Perhaps the modelling pace is finally starting to pick up a bit here on the 72 Land small aircraft production line. Now if only my ongoing job hunt was showing any signs of life.

Occasionally a mass of partially complete models will coincidentally cause a repetition of some common task like cockpit building or adding landing gear. This is most common when you build a batch of similar aircraft (which I’ve noticed seems to be a trend on the rise, at least if some folks on 72nd Scale Aircraft or Britmodeller are any indication). Concurrent tasking is almost required when building in batches, since the whole group tends to move down the line together. And lo, I do have a small group of those in process right now.

When I bought the Xtradecal sheet with all those anniversary schemes, I also picked up a second sheet covering war weary P-47s. These were mostly razorbacks in OD/Gray, thereby avoiding the difficulties of the fearsome NMF. Since I also had a decal set saved off for an
OD/Gray bubbletop, I decided to put 3 into the front end of the sausage grinder. Unfortunately I’m fresh out of Tamiya P-47s (by far the best 1:72 kit I’ve ever built), but I do have a stack of Academy versions that I picked up due to some sale in the distant past. They’re not as nice as the Tamiyas, but they are buildable, so onto the stack they go.

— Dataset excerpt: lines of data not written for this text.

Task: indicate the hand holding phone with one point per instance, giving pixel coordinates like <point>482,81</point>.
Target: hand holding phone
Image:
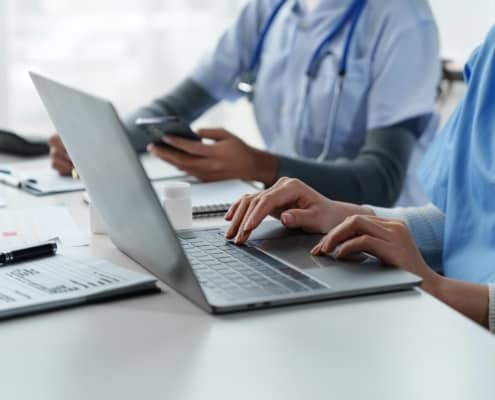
<point>157,127</point>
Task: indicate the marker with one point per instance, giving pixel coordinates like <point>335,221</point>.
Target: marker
<point>28,253</point>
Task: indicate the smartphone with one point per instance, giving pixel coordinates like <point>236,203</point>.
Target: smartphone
<point>157,127</point>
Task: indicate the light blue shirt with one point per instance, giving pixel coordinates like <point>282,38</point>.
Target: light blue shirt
<point>392,74</point>
<point>459,174</point>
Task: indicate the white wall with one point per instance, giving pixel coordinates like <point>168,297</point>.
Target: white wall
<point>463,24</point>
<point>133,50</point>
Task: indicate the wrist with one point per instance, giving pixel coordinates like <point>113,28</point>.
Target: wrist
<point>432,283</point>
<point>265,167</point>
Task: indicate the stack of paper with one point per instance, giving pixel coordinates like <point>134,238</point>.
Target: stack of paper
<point>62,281</point>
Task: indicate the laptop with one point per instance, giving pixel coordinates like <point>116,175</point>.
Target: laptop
<point>274,268</point>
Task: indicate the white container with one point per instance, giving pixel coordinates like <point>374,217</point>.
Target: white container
<point>178,204</point>
<point>96,224</point>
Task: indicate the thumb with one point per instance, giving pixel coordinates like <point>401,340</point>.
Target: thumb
<point>215,134</point>
<point>298,218</point>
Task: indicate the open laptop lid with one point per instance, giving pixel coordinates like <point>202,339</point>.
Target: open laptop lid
<point>99,146</point>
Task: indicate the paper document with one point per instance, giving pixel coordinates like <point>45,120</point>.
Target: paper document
<point>39,178</point>
<point>62,280</point>
<point>24,227</point>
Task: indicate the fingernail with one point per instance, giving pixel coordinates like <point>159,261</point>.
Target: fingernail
<point>249,224</point>
<point>287,218</point>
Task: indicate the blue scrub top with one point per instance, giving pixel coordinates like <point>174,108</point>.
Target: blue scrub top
<point>459,174</point>
<point>392,74</point>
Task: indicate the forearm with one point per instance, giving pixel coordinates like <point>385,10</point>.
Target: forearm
<point>470,299</point>
<point>375,176</point>
<point>188,101</point>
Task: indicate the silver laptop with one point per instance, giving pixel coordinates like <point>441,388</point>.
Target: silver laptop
<point>274,268</point>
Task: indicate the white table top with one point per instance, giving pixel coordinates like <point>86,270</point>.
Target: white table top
<point>396,346</point>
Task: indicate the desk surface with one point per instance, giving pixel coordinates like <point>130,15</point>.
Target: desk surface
<point>396,346</point>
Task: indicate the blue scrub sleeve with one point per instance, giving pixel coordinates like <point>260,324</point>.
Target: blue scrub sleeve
<point>188,101</point>
<point>427,226</point>
<point>375,176</point>
<point>405,76</point>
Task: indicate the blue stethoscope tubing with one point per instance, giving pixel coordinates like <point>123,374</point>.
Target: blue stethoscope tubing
<point>246,82</point>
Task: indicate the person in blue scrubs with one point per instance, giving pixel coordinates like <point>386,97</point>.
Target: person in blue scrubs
<point>361,146</point>
<point>450,243</point>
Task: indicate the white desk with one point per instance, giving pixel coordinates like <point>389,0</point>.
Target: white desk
<point>397,346</point>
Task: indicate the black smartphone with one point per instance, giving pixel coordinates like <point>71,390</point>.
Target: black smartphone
<point>157,127</point>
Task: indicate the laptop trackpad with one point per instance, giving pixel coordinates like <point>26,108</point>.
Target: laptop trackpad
<point>295,250</point>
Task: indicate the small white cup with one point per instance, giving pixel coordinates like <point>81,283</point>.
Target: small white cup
<point>178,204</point>
<point>96,224</point>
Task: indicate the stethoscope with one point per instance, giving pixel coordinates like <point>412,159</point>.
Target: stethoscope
<point>246,84</point>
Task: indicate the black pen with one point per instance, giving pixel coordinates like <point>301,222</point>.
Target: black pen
<point>28,253</point>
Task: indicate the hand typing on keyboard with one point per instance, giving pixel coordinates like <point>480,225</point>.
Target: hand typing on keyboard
<point>294,203</point>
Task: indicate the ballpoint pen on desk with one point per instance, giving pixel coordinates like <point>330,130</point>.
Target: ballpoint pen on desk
<point>9,179</point>
<point>28,253</point>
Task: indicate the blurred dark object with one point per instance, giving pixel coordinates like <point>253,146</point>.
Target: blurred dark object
<point>13,144</point>
<point>452,73</point>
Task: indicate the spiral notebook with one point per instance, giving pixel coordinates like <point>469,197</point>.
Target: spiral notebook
<point>215,198</point>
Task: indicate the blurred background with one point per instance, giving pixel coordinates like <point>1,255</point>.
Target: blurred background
<point>132,50</point>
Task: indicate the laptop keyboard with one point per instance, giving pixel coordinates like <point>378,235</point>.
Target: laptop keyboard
<point>233,273</point>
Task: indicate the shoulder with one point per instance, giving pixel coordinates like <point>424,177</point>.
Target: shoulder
<point>400,15</point>
<point>483,57</point>
<point>260,9</point>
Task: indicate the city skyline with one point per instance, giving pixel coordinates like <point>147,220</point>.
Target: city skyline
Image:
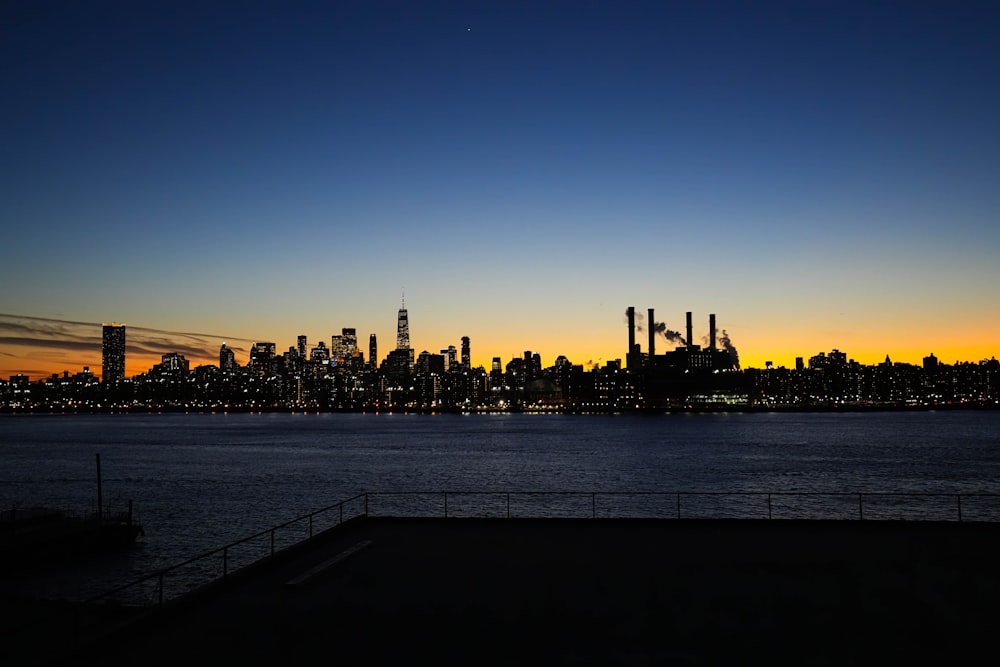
<point>145,347</point>
<point>819,175</point>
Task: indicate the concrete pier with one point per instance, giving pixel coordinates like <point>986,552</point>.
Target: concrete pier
<point>593,591</point>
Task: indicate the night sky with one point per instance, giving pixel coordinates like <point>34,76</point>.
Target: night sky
<point>817,174</point>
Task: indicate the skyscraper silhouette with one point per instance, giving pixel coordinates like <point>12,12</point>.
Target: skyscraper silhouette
<point>403,331</point>
<point>113,353</point>
<point>403,328</point>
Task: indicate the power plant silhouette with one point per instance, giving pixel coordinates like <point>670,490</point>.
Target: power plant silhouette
<point>686,356</point>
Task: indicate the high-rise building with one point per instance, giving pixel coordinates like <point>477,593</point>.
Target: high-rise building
<point>227,359</point>
<point>403,332</point>
<point>113,353</point>
<point>403,328</point>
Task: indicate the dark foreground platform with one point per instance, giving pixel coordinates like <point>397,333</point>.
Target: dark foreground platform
<point>576,591</point>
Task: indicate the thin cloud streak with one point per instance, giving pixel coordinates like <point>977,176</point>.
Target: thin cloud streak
<point>51,334</point>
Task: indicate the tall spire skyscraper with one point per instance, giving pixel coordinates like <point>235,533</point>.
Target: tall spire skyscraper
<point>403,331</point>
<point>403,328</point>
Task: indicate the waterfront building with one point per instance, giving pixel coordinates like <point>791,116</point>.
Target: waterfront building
<point>227,359</point>
<point>113,353</point>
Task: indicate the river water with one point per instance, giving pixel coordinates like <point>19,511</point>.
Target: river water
<point>202,480</point>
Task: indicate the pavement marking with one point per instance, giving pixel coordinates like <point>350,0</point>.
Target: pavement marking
<point>326,565</point>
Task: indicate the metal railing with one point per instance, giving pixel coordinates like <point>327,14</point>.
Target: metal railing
<point>815,505</point>
<point>152,591</point>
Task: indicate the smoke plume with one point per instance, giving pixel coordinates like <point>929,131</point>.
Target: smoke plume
<point>671,335</point>
<point>728,346</point>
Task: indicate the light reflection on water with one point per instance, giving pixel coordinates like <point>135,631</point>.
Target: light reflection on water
<point>200,481</point>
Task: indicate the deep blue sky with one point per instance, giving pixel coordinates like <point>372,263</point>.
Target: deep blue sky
<point>820,174</point>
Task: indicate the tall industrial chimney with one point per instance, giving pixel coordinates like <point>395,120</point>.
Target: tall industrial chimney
<point>652,334</point>
<point>630,313</point>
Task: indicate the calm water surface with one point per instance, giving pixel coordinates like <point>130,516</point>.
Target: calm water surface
<point>200,481</point>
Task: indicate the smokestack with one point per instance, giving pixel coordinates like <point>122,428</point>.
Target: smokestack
<point>652,334</point>
<point>630,313</point>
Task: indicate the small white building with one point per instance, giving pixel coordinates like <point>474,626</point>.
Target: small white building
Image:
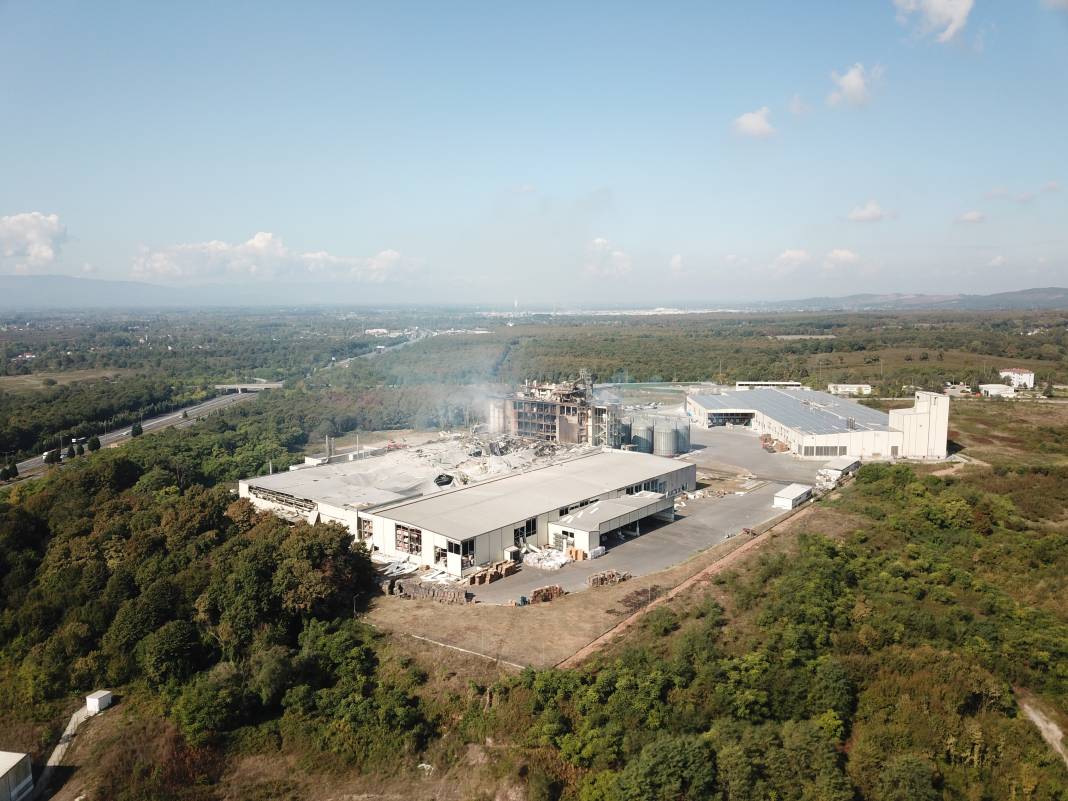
<point>849,389</point>
<point>791,497</point>
<point>762,385</point>
<point>996,390</point>
<point>98,701</point>
<point>16,776</point>
<point>1020,378</point>
<point>839,468</point>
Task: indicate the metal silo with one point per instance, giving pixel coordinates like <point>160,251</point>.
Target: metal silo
<point>682,437</point>
<point>642,437</point>
<point>663,440</point>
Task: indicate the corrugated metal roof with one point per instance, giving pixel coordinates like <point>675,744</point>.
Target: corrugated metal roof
<point>469,511</point>
<point>794,491</point>
<point>809,411</point>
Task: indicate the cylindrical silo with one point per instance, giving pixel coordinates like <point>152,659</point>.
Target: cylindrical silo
<point>642,437</point>
<point>663,440</point>
<point>682,436</point>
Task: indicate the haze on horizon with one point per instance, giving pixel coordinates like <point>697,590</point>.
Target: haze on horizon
<point>549,153</point>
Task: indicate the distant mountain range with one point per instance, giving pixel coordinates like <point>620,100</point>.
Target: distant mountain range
<point>40,293</point>
<point>1040,298</point>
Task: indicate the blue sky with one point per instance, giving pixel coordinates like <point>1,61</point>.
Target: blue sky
<point>556,153</point>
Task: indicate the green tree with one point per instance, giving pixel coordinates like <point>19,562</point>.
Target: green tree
<point>907,778</point>
<point>170,653</point>
<point>670,769</point>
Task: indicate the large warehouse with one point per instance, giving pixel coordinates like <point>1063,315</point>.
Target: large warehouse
<point>818,425</point>
<point>564,504</point>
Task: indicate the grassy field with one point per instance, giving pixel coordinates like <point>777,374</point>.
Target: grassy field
<point>40,380</point>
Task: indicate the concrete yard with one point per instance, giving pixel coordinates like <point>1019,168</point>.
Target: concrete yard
<point>733,450</point>
<point>700,525</point>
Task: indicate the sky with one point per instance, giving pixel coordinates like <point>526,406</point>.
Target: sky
<point>564,154</point>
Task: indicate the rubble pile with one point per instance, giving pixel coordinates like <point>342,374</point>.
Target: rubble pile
<point>427,591</point>
<point>547,560</point>
<point>607,578</point>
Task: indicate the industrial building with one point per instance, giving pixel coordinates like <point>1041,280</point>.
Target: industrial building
<point>1020,378</point>
<point>16,776</point>
<point>766,385</point>
<point>791,497</point>
<point>556,412</point>
<point>996,390</point>
<point>849,389</point>
<point>812,424</point>
<point>568,504</point>
<point>406,508</point>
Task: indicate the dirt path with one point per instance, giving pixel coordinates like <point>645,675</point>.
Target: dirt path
<point>42,788</point>
<point>720,565</point>
<point>959,466</point>
<point>1050,731</point>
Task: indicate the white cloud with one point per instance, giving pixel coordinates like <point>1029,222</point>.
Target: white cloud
<point>754,123</point>
<point>870,211</point>
<point>841,257</point>
<point>606,261</point>
<point>947,17</point>
<point>30,240</point>
<point>790,260</point>
<point>854,85</point>
<point>265,256</point>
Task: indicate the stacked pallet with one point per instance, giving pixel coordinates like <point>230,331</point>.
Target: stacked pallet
<point>495,571</point>
<point>607,578</point>
<point>546,594</point>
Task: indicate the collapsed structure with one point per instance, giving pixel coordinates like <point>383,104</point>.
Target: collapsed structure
<point>813,424</point>
<point>481,509</point>
<point>563,412</point>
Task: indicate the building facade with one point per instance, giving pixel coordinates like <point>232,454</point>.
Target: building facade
<point>555,412</point>
<point>1020,378</point>
<point>574,503</point>
<point>818,425</point>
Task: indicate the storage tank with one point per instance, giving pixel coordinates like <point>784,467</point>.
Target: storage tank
<point>682,437</point>
<point>664,440</point>
<point>642,437</point>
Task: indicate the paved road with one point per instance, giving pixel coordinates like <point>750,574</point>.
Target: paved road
<point>703,523</point>
<point>157,423</point>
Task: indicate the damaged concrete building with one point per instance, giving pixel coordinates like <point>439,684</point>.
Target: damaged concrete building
<point>563,412</point>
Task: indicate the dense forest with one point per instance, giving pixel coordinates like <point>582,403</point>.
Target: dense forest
<point>882,658</point>
<point>167,361</point>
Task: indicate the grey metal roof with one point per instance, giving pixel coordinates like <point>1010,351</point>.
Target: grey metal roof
<point>809,411</point>
<point>500,502</point>
<point>794,491</point>
<point>592,517</point>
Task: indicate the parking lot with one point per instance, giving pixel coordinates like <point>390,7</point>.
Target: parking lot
<point>739,451</point>
<point>700,524</point>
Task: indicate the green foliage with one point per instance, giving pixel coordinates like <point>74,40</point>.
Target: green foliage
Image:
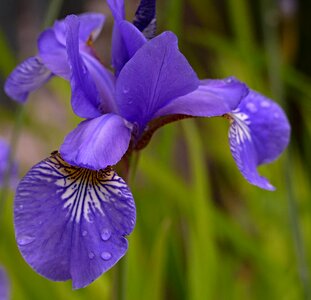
<point>202,232</point>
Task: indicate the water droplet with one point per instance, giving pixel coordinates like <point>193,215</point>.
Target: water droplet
<point>106,234</point>
<point>25,240</point>
<point>106,255</point>
<point>251,107</point>
<point>265,104</point>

The other task was what I alluded to in a previous entry. A hurricane of canopy masking. Though the Tornado and Hawk are lagging somewhat, the Demon, Eurofighter (I do have a psychological hurdle in calling it a Typhoon) and Phantom were ready to roll. I personally prefer using an Eduard yellow mask whenever the need arises, but I didn’t have any for two of these three types. So I did it the old fashioned way. To be honest, with bubble canopies like the Demon and Eurofighter the Eduard sets are not that cost-effective. However, the Phantom would have been a pain, so I was thankful to discover an unused masking set. The bottom line is that it gets them all one step closer to painting.